Obama to Return From Asia to Domestic Headaches

A political mess awaits the president when he finishes his diplomatic mission in Southeast Asia.

Barack Obama and Hillary Clinton are escorted around the grounds as they visit the Shwedagon pagoda in Yangon, Myanmar.

President Obama will return to Washington from Southeast Asia Wednesday to find a growing list of problems that need his personal attention, topped by a firestorm over Benghazi and a fight over the budget.

The firestorm comes from congressional Republicans who are critical of embattled United Nations Ambassador Susan Rice. They fault Rice for her attempts to explain an attack in Benghazi, Libya, last month that left four Americans dead, including a U.S. ambassador. Ninety-seven House Republicans sent a letter Monday to Obama arguing that Rice was misleading or ignorant of the facts and that the attacks were actually made by terrorists. Many Republicans are up in arms because the Americans weren't sufficiently protected despite signs of rising violence in the area.

[READ: House Republicans: Rice Unfit to Head State Department]

Senators John McCain of Arizona and Lindsay Graham of South Carolina are also criticizing Rice, who is considered a possible candidate for secretary of state when Hillary Clinton leaves the administration early next year.

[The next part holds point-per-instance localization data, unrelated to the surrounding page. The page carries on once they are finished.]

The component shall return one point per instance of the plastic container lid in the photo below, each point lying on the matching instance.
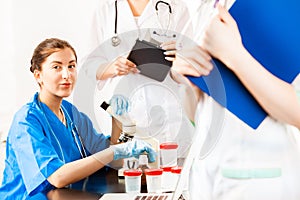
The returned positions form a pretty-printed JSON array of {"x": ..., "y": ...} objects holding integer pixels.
[
  {"x": 153, "y": 172},
  {"x": 168, "y": 145},
  {"x": 132, "y": 172},
  {"x": 176, "y": 170}
]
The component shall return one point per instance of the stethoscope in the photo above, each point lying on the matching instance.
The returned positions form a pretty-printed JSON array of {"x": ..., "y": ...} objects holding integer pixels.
[
  {"x": 115, "y": 40},
  {"x": 74, "y": 132}
]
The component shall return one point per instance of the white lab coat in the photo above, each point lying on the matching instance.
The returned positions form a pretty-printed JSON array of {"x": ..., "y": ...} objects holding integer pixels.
[
  {"x": 156, "y": 106},
  {"x": 269, "y": 156}
]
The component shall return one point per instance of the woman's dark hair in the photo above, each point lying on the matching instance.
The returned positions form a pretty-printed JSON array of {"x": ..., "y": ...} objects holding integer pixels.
[{"x": 45, "y": 49}]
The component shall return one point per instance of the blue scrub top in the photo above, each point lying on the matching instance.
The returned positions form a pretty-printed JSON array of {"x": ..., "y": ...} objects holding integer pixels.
[{"x": 38, "y": 144}]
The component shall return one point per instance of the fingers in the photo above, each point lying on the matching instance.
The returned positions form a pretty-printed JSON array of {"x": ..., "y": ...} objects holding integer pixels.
[
  {"x": 170, "y": 45},
  {"x": 120, "y": 104},
  {"x": 224, "y": 14},
  {"x": 123, "y": 66},
  {"x": 170, "y": 48},
  {"x": 170, "y": 55},
  {"x": 199, "y": 62}
]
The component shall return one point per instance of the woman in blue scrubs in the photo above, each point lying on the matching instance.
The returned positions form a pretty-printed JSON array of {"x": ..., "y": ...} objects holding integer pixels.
[{"x": 50, "y": 143}]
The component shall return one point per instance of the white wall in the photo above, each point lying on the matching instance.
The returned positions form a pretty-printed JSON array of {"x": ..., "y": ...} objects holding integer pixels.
[{"x": 23, "y": 25}]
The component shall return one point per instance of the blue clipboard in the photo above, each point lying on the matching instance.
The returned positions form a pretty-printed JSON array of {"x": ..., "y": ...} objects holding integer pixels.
[{"x": 270, "y": 31}]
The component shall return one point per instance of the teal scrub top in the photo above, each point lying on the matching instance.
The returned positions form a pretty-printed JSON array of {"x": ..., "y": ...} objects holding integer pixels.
[{"x": 38, "y": 144}]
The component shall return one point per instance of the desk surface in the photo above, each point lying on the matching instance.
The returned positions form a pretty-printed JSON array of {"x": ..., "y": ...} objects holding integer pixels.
[{"x": 103, "y": 181}]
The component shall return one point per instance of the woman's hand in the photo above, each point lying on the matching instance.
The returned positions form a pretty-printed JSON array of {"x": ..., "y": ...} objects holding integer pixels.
[
  {"x": 222, "y": 38},
  {"x": 123, "y": 66},
  {"x": 120, "y": 67},
  {"x": 170, "y": 48}
]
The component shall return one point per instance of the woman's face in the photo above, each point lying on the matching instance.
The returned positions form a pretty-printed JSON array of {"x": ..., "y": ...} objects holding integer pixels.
[{"x": 58, "y": 73}]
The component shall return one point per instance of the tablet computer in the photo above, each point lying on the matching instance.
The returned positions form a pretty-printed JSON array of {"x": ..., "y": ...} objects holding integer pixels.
[{"x": 150, "y": 60}]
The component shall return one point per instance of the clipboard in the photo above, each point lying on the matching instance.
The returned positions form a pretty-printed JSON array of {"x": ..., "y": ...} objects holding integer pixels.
[
  {"x": 270, "y": 31},
  {"x": 150, "y": 60}
]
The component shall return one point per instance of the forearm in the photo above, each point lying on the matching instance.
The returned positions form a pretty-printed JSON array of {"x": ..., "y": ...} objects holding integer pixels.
[
  {"x": 79, "y": 169},
  {"x": 278, "y": 98},
  {"x": 116, "y": 131},
  {"x": 104, "y": 72}
]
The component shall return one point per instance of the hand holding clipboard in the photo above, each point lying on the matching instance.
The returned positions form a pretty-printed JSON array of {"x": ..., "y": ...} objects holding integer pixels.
[{"x": 150, "y": 60}]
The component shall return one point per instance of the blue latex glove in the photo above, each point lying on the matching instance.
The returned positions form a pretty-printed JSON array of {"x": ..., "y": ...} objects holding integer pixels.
[
  {"x": 119, "y": 104},
  {"x": 133, "y": 149}
]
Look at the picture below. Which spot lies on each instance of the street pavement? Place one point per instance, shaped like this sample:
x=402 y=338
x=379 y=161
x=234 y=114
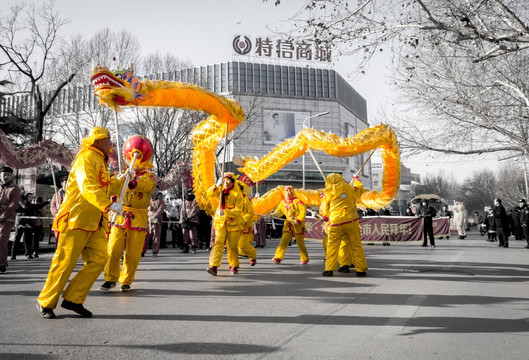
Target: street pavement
x=464 y=299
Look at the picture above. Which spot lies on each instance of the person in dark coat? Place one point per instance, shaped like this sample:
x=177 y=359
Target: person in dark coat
x=427 y=213
x=524 y=220
x=502 y=223
x=516 y=229
x=490 y=224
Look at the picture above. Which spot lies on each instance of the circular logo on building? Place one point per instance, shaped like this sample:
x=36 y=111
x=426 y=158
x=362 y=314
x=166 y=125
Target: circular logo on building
x=242 y=46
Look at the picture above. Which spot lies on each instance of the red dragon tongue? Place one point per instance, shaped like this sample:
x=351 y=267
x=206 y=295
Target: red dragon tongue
x=104 y=81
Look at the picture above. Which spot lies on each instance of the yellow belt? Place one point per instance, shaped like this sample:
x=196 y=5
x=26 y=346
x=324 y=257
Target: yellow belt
x=135 y=210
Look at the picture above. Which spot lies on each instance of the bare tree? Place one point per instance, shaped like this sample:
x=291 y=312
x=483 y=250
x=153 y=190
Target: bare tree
x=105 y=47
x=29 y=42
x=485 y=28
x=454 y=106
x=439 y=184
x=479 y=190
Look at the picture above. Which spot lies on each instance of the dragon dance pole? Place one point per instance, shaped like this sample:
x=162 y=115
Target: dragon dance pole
x=223 y=163
x=316 y=163
x=54 y=180
x=117 y=137
x=361 y=167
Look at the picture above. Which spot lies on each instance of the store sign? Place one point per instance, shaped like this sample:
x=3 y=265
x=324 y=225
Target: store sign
x=265 y=47
x=386 y=228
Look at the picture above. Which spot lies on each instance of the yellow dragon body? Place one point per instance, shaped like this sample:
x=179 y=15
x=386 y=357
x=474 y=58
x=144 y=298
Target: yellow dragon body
x=118 y=89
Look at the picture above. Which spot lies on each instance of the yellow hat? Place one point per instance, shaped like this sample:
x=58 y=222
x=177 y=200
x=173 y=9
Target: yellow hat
x=230 y=175
x=96 y=133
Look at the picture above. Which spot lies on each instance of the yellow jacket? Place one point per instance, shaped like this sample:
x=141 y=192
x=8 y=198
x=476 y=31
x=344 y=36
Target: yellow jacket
x=293 y=209
x=136 y=202
x=233 y=209
x=339 y=199
x=248 y=213
x=88 y=192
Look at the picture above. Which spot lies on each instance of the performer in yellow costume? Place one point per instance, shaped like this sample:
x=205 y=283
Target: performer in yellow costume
x=228 y=223
x=338 y=207
x=246 y=239
x=83 y=225
x=295 y=211
x=128 y=233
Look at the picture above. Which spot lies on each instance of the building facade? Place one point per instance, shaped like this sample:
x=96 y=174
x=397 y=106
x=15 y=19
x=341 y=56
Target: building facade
x=277 y=99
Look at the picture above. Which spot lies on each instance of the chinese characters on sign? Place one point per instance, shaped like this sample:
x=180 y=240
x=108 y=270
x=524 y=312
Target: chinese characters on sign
x=281 y=49
x=397 y=228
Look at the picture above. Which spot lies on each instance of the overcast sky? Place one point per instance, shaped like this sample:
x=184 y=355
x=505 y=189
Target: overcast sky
x=202 y=31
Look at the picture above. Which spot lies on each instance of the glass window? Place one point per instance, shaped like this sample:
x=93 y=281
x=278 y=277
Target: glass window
x=249 y=77
x=319 y=83
x=284 y=80
x=312 y=82
x=271 y=75
x=242 y=77
x=332 y=85
x=291 y=80
x=325 y=83
x=305 y=79
x=256 y=77
x=264 y=82
x=299 y=87
x=277 y=73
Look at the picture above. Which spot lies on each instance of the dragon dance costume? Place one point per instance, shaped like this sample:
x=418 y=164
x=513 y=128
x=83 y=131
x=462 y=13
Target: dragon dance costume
x=246 y=239
x=343 y=228
x=83 y=225
x=129 y=231
x=228 y=224
x=295 y=211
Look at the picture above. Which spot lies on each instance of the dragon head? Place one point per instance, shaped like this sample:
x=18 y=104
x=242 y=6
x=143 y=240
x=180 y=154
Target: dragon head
x=115 y=88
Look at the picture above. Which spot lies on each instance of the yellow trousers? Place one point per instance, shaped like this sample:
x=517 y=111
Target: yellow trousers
x=232 y=244
x=245 y=245
x=283 y=244
x=132 y=242
x=344 y=242
x=92 y=247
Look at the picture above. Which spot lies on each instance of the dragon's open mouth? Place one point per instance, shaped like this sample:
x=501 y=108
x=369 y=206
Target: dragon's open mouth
x=103 y=80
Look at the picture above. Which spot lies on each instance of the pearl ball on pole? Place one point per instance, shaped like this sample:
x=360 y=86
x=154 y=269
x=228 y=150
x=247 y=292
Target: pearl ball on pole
x=305 y=126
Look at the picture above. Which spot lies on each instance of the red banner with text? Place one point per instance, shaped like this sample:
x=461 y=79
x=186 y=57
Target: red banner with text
x=386 y=228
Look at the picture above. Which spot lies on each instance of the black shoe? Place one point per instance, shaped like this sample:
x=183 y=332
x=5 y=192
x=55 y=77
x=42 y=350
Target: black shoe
x=78 y=308
x=107 y=285
x=344 y=269
x=45 y=312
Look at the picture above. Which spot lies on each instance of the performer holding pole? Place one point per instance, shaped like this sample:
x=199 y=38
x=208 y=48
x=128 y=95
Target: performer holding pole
x=295 y=211
x=338 y=209
x=130 y=228
x=228 y=221
x=83 y=225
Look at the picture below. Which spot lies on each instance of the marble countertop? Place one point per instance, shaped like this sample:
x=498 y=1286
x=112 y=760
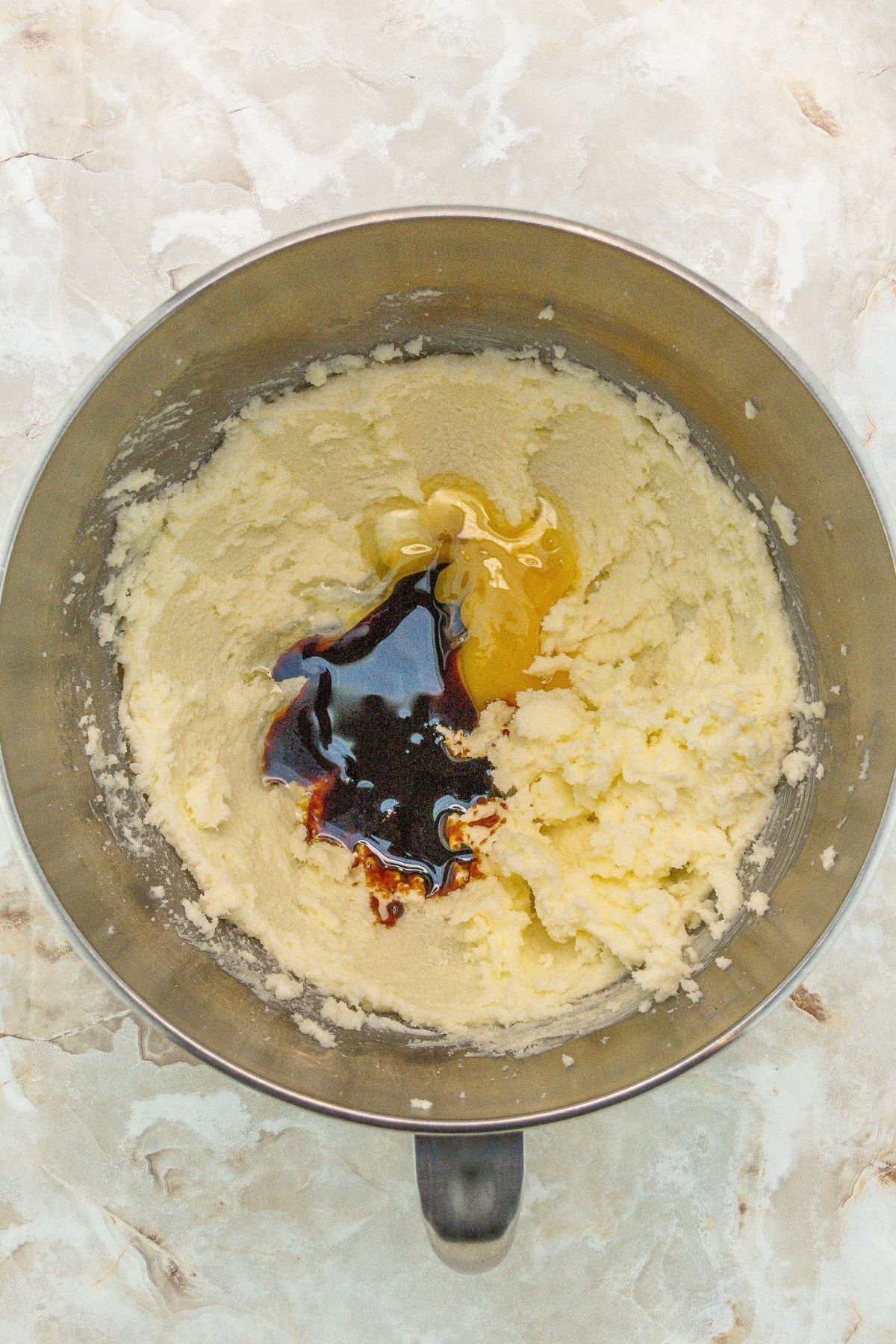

Obama also will find that there has been little apparent movement toward a budget compromise since he left for Thailand, Myanmar, and Cambodia last weekend. There was another sign of trouble when House Speaker John Boehner appointed Rep. Paul Ryan of Wisconsin, chairman of the House Budget Committee, as his lead negotiator on the budget. This is troubling to Democrats because Ryan sponsored a House budget bill that calls for cuts and partial privatization of Medicare and reductions in other social programs that the Democrats defend.

[GALLERY: Obama Makes Historic Trip to Myanmar]

Adding to the Democrats' unease, Ryan was the Republican vice presidential nominee this year, and he often attacked Obama's economic ideas, including the president's support for tax increases on the rich, which Ryan opposes.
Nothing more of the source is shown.